If nothing else, our foray into criticism of Hamlet is providing us with a who's who of literary greats in Europe. Next up is Johann Wolfgang von Goethe (1749-1832), widely considered to be Germany's greatest literary figure - and clearly a man who knew a thing or two about sporting a frock coat, judging by his picture.



You may have come across him already as he is also credited with writing the first Bildungsroman in Willhelm Meister's Apprenticeship

By the 1740s, Shakespeare's work had begun to be translated into German, and, by the end of the eighteenth century, had achieved great popularity and influence in Germany.

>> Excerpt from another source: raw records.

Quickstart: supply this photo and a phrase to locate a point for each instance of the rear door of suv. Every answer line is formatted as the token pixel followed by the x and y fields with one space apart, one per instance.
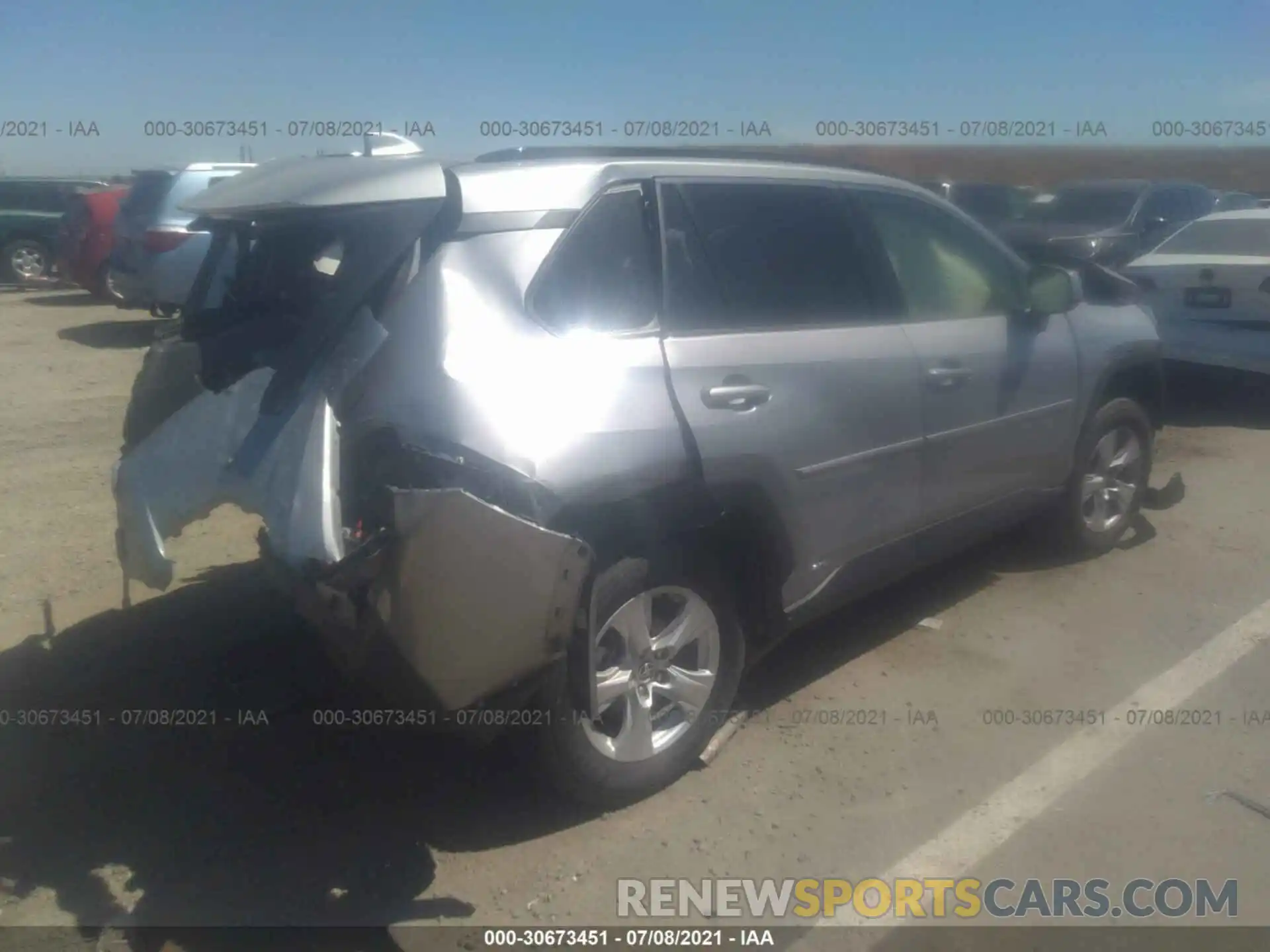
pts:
pixel 178 251
pixel 136 214
pixel 997 387
pixel 794 372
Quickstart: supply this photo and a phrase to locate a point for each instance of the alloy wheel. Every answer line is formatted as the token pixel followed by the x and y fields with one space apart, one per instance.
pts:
pixel 1111 480
pixel 657 660
pixel 28 262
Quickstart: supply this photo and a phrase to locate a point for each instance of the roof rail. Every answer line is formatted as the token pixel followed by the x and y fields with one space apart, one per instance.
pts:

In Wilhelm Meister's Apprenticeship the protagonist, Wilhelm sets out on his travels after being disillusioned in love - and is introduced to the works of Shakespeare by the character Jarno before playing the lead role in a theatrical production of Hamlet. Much discussion of Shakespeare's work takes place within the dialogue of the novel, thus revealing something of the eighteenth-century German reception of Shakespeare's plays. It is Wilhelm who speaks the following words in the novel, generally considered to represent Goethe's views:

J. W. VON GOETHE: from Wilhelm Meister's Apprenticeship

The time is out of joint, O curs'd spite,
 That ever I was born to set it right!

In these words, I imagine, will be found the key to Hamlet's whole procedure. To me it is clear that Shakespeare meant, in the present case, to represent the effects of a great action laid upon a soul unfit for the performance of it. In this view the whole piece seems to me to be composed. There is an oak-tree planted in a costly jar, which should have borne only pleasant flowers in its bosom; the roots expand, the jar is shivered.

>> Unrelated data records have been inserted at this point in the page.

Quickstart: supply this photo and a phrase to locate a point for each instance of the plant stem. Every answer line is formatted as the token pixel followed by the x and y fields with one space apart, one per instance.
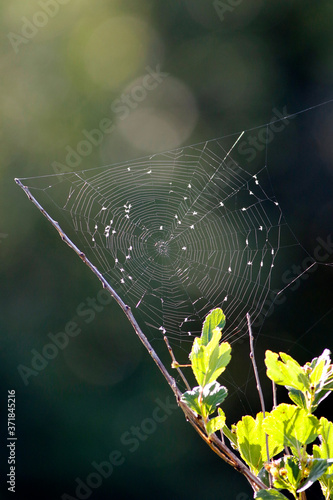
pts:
pixel 256 374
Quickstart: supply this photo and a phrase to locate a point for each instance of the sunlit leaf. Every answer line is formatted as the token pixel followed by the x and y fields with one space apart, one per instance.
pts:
pixel 216 423
pixel 251 440
pixel 286 372
pixel 270 495
pixel 215 319
pixel 318 468
pixel 291 426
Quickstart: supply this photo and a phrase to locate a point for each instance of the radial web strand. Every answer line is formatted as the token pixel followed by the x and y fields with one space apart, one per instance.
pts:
pixel 176 234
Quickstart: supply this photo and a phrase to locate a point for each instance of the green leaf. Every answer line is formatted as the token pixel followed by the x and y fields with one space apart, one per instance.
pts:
pixel 320 369
pixel 291 426
pixel 325 451
pixel 251 441
pixel 213 395
pixel 270 495
pixel 198 361
pixel 215 319
pixel 204 400
pixel 286 372
pixel 191 399
pixel 318 468
pixel 216 424
pixel 217 362
pixel 231 436
pixel 209 361
pixel 297 397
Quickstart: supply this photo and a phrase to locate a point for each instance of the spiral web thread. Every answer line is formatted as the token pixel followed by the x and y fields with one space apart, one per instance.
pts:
pixel 176 233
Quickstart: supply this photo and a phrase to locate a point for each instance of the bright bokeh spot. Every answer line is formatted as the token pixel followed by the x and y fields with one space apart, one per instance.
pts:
pixel 116 49
pixel 164 120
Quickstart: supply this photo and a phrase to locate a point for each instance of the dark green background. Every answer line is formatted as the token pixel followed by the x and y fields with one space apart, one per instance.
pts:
pixel 225 75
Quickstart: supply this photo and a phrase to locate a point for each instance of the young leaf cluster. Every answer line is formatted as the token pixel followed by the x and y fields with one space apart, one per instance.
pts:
pixel 288 448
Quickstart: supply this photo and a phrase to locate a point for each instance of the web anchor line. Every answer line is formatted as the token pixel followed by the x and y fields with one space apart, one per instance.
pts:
pixel 213 441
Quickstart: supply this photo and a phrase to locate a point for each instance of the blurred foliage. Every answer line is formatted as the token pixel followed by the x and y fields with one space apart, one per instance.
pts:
pixel 226 73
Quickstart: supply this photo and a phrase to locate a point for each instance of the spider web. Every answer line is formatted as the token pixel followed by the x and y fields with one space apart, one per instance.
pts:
pixel 177 233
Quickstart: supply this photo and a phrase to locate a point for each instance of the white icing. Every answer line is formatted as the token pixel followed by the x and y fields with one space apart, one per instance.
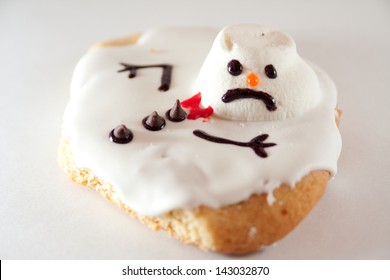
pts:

 A lovely, pure, noble and most moral nature, without the strength of nerve which forms a hero, sinks beneath a burden which it cannot bear and must not cast away. All duties are holy for him; the present is too hard. Impossibilities have been required of him; not in themselves impossibilities, but such for him. He winds, and tums, and torments himself; he advances and recoils; is ever put in mind, ever puts himself in mind; at last does all but lose his purpose from his thoughts; yet still without recovering his peace of mind.


So, usual prompts:

What are the key ideas in Wilhelm's (Goethe's) argument? Summarise them in your own words.
Might any still have resonance today? Why/not?
Is there a memorable, standout phrase here?